Artyści z Blizzarda są naprawdę kreatywni

Dobrym rozwiązaniem byłoby udostępnienie trybu „draft” - w którym dziesięciu zawodników wybiera po kolei postacie w przedmeczowym lobby - przed poziomem 30. Gracze mogliby przyzwyczaić się do takiego sposobu dobierania bohaterów i kompletowania odpowiednio zbalansowanej drużyny.

Trzeba też podkreślić, że zarabianie złota bywa dosyć mozolne, a to może trochę irytować w grze Free to Play. W sklepie dostępni są nie tylko drodzy herosi, jednak uzbieranie funduszy na jedną z nowszych postaci to ponad sto meczów, o ile przy okazji wykonujemy codzienne zlecenia. Są one okazją do zdobycia dodatkowego złota, polegają tylko na wybieraniu w meczach konkretnych jednostek - na przykład: „Zagraj trzy mecze bohaterami z uniwersum Diablo”.

Za złoto, otrzymywane po każdym meczu, kupujemy wyłącznie bohaterów, ale mamy też możliwość wydawania prawdziwych pieniędzy. W tym przypadku ceny herosów są wyższe niż, przykładowo, w League of Legends. Za najdroższe jednostki zapłacimy 40 zł. Na szczęście, każdego można przetestować przed zakupem. Nabyć możemy także alternatywne stroje, wierzchowce, a także „dopalacze”, dzięki którym przez określony czas zdobywamy więcej złota i doświadczenia za rozegrane mecze.
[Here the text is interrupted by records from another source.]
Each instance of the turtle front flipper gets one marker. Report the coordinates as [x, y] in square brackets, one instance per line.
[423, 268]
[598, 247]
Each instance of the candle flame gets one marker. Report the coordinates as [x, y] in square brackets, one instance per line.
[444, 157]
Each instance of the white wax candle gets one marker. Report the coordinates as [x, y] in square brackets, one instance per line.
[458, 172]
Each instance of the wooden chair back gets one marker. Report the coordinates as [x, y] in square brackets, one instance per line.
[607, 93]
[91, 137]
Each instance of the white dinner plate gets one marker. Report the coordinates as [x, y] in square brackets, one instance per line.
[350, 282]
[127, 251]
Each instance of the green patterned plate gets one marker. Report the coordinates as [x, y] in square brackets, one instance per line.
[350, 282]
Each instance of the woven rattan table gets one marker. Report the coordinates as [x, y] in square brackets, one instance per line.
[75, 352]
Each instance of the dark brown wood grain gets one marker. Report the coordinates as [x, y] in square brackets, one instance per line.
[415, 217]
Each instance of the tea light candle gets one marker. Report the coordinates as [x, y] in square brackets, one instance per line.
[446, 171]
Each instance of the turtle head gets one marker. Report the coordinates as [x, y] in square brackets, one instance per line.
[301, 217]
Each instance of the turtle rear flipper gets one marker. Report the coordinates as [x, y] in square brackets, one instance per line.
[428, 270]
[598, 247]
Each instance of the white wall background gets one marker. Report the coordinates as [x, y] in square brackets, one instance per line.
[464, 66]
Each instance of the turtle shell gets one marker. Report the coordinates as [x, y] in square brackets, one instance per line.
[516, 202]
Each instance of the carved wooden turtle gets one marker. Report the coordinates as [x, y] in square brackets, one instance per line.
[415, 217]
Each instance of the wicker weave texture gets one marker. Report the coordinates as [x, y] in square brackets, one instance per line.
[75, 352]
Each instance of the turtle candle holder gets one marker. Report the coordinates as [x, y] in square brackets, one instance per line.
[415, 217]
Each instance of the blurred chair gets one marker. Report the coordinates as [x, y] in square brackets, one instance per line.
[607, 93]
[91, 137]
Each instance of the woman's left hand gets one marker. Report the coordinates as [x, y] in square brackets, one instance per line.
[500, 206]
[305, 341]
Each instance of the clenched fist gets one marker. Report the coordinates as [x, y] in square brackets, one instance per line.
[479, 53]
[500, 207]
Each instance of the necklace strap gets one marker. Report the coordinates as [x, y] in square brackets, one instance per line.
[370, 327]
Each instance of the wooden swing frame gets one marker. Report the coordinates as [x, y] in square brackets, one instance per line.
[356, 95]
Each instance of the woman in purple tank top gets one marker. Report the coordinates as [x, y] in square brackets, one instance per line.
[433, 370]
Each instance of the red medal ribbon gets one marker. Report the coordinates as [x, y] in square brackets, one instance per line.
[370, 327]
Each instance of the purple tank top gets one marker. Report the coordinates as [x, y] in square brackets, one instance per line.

Oczywiście, jak w przypadku wielu gier MOBA, także w Heroes of the Storm rozgrywka bez znajomych bywa frustrująca. Tego nie dało się uniknąć. Mimo uproszczonej rozgrywki, nie sposób zawsze trafiać do zgranej drużyny. Błędy innych graczy mogą niestety skutecznie zepsuć zabawę, prowadzić do przegranych starć i wywoływać niepotrzebne kłótnie, zmuszając nas do blokowania czatu tekstowego.

Uczestnictwo w meczu z pełnym zespołem przyjaciół to już natomiast inny poziom rozgrywki. Stała komunikacja, informowanie się o zagrożeniach i pozycji wrogów, szybkie planowanie. Atmosfera niczym na boisku. Udana współpraca to gwarancja świetnych wrażeń.

Odpowiednie korzystanie z najemników pomoże w drodze do zwycięstwa

Graficznie HotS prezentuje się po prostu ładnie - nic ponadto. Widać, że mamy do czynienia z silnikiem StarCrafta 2, który nie jest już najświeższą technologią. Mimo to, modele bohaterów są dopracowane, podobnie jak wszelkie efekty. Jedyne zastrzeżenia budzi optymalizacja - nawet na porządnym komputerze grze zdarza się gubić klatki.

Parę niedociągnięć to za mało, by Heroes of the Storm nie sprawiało satysfakcji. To MOBA lekka i przyjemna - przynajmniej w porównaniu z Dotą 2 czy League of Legends. Warto spróbować, tym bardziej że nic nas to nie kosztuje.